STANDARD: Was hält die Volksanwaltschaft davon, dass die Reform des Maßnahmenvollzugs nun doch nicht vor der Wahl kommt?

Brinek: Ich möchte mich weniger darauf konzentrieren, was nicht ist. Entscheidend ist für mich, dass es in die richtige Richtung geht. Im Entwurf des Justizministeriums sind die wesentlichen Punkte enthalten, Minister Wolfgang Brandstetter stößt die Türen weit auf, indem er die Vorschläge der Expertenarbeitsgruppe auf die Homepage stellt und einen breiten Diskurs einfordert.

STANDARD: Alles gut, es fehlt nichts?

Brinek: Das habe ich nicht gesagt. Vieles wird sich natürlich erst in der Umsetzung zeigen. Es gibt einige Punkte, bei denen man noch nachschärfen muss, vor allem in menschenrechtlicher Hinsicht. Wir bereiten gerade eine entsprechende Stellungnahme zum Entwurf vor.

STANDARD: Wo genau muss man nachschärfen?

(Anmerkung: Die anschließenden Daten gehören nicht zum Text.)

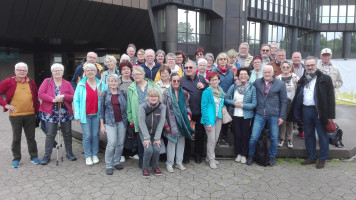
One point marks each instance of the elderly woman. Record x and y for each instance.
(226, 80)
(209, 57)
(257, 71)
(113, 122)
(160, 55)
(290, 79)
(178, 118)
(202, 64)
(136, 95)
(110, 63)
(86, 111)
(171, 63)
(212, 108)
(243, 99)
(164, 82)
(151, 119)
(57, 96)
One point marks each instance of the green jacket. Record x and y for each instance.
(133, 104)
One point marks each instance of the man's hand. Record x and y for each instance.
(280, 121)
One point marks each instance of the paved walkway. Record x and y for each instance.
(74, 180)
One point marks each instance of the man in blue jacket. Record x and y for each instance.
(271, 108)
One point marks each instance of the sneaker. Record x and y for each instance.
(36, 161)
(119, 167)
(95, 159)
(271, 162)
(290, 144)
(109, 171)
(15, 164)
(123, 159)
(243, 160)
(280, 143)
(320, 164)
(181, 167)
(157, 171)
(89, 161)
(170, 168)
(301, 135)
(238, 158)
(250, 160)
(134, 157)
(308, 162)
(212, 164)
(145, 173)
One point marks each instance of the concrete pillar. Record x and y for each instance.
(294, 41)
(346, 45)
(171, 28)
(317, 44)
(264, 32)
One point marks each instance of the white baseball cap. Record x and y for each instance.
(326, 50)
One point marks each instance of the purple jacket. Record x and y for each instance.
(47, 94)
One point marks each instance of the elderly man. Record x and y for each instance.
(271, 108)
(22, 102)
(79, 72)
(243, 57)
(265, 54)
(314, 103)
(150, 66)
(276, 64)
(195, 86)
(131, 51)
(328, 68)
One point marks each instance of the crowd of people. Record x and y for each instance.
(158, 104)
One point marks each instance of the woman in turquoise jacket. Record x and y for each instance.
(212, 109)
(86, 111)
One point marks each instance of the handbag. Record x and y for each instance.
(331, 127)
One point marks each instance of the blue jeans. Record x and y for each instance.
(312, 122)
(116, 138)
(90, 136)
(258, 126)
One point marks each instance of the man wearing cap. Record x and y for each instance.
(328, 68)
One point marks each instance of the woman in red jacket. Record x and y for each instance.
(57, 96)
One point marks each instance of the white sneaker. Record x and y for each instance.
(170, 169)
(135, 157)
(238, 158)
(243, 160)
(290, 144)
(122, 159)
(280, 143)
(89, 161)
(181, 167)
(95, 159)
(212, 164)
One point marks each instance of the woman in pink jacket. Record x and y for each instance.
(57, 96)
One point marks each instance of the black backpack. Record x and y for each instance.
(261, 155)
(335, 138)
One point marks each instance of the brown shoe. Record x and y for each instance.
(308, 162)
(320, 164)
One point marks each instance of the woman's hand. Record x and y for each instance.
(146, 143)
(209, 128)
(158, 142)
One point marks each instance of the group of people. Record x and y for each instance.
(156, 103)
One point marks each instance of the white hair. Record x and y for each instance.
(202, 60)
(124, 57)
(21, 64)
(57, 66)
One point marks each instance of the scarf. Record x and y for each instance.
(223, 70)
(218, 93)
(180, 113)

Brinek: Zum Beispiel darf es für Jugendliche in keinem Fall bedeuten, dass Maßnahmenvollzug dazu führt, dass sie lebenslang eingesperrt sind. Das muss ausdrücklich klargestellt werden. Auch was ihre Ausbildung und Therapie betrifft sowie die Entlassungsvorbereitung. Und wer kümmert sich um die jungen Menschen nach ihrer Entlassung? Hier bedarf es einer nahtlosen Betreuung, gemeinsam mit der Bewährungshilfe.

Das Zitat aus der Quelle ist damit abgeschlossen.